Opening night of ‘Bouncersat the Leicester Square Theatre Basement last night. This must be one of the most compact venues in the West End, a tiny room with a bar in one corner, forty or fifty seats arranged in two and two-half rows, and a playing area fifteen feet wide by eight feet deep. A friendly and supportive crowd filled the place – I seemed to be the only person who wasn’t on first-name terms with everyone else – as the room was filled with former classmates of a couple of the cast. Having your mates in the audience makes for an easy show, but the cast didn’t need them; this production would have stirred the most hostile crowd. Director/producer/actor Antony Law has made an excellent job of turning a fairly brief play (usually played in a double bill) into a value-for-money evening’s entertainment with some inventive physical business, and like Kung-Fu fighters, the cast deliver the lines with expert timing.


‘Bouncers’ is an actor’s delight. Four cast members switch back and forth between a multitude of characters - bouncers, punters both male and female, a rancid DJ, and more – at the drop of a handbag, and when played as well as this was, it is an audience’s delight too. Simon Higgins’s Judd gave the impression of only vaguely being aware what century it was, Luke Stevenson’s Les looked like a psychotic Tom Stoppard, Anthony Law’s Ralph looked as menacing as a rat with a flick-knife, while David Bauckham was given the plum role of “Lucky” Eric.
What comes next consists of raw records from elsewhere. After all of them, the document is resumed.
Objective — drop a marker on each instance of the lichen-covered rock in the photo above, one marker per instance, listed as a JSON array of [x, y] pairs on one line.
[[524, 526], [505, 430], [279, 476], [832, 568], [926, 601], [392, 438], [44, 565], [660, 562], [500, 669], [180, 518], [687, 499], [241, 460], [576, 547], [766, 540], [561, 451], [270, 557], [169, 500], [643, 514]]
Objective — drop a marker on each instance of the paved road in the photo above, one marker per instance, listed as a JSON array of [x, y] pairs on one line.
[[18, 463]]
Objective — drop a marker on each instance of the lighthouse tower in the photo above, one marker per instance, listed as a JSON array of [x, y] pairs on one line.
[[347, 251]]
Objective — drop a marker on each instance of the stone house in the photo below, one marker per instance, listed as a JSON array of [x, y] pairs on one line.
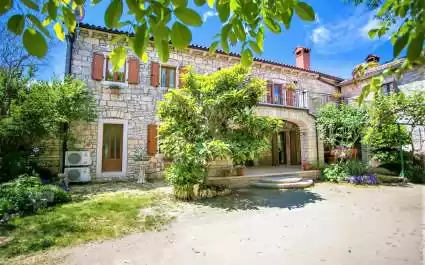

Eric’s not so lucky after all – he’s the only character in the whole show who realises that there is a world outside the nightclub, and in four beautifully delivered monologues, silenced an hysterical audience and chilled them with his vision of what the bleak world of discos, alcopops, and casual sexuality really looks like; not so funny after all.

Sure, the play shows its age from place to place. The two punks come straight from “The Young Ones”, and young women on the prowl nowadays are much more predatory than the ones on display here (or so the CCTV/Police Action TV schedule stuffers would have us believe), but the disco classics used in the show are almost certainly still being played every night in some disco around the country to this day. And the thought that nothing has really changed for the better in the thirty years since the play was written is a bleak one that resonates long after the laughter has stopped.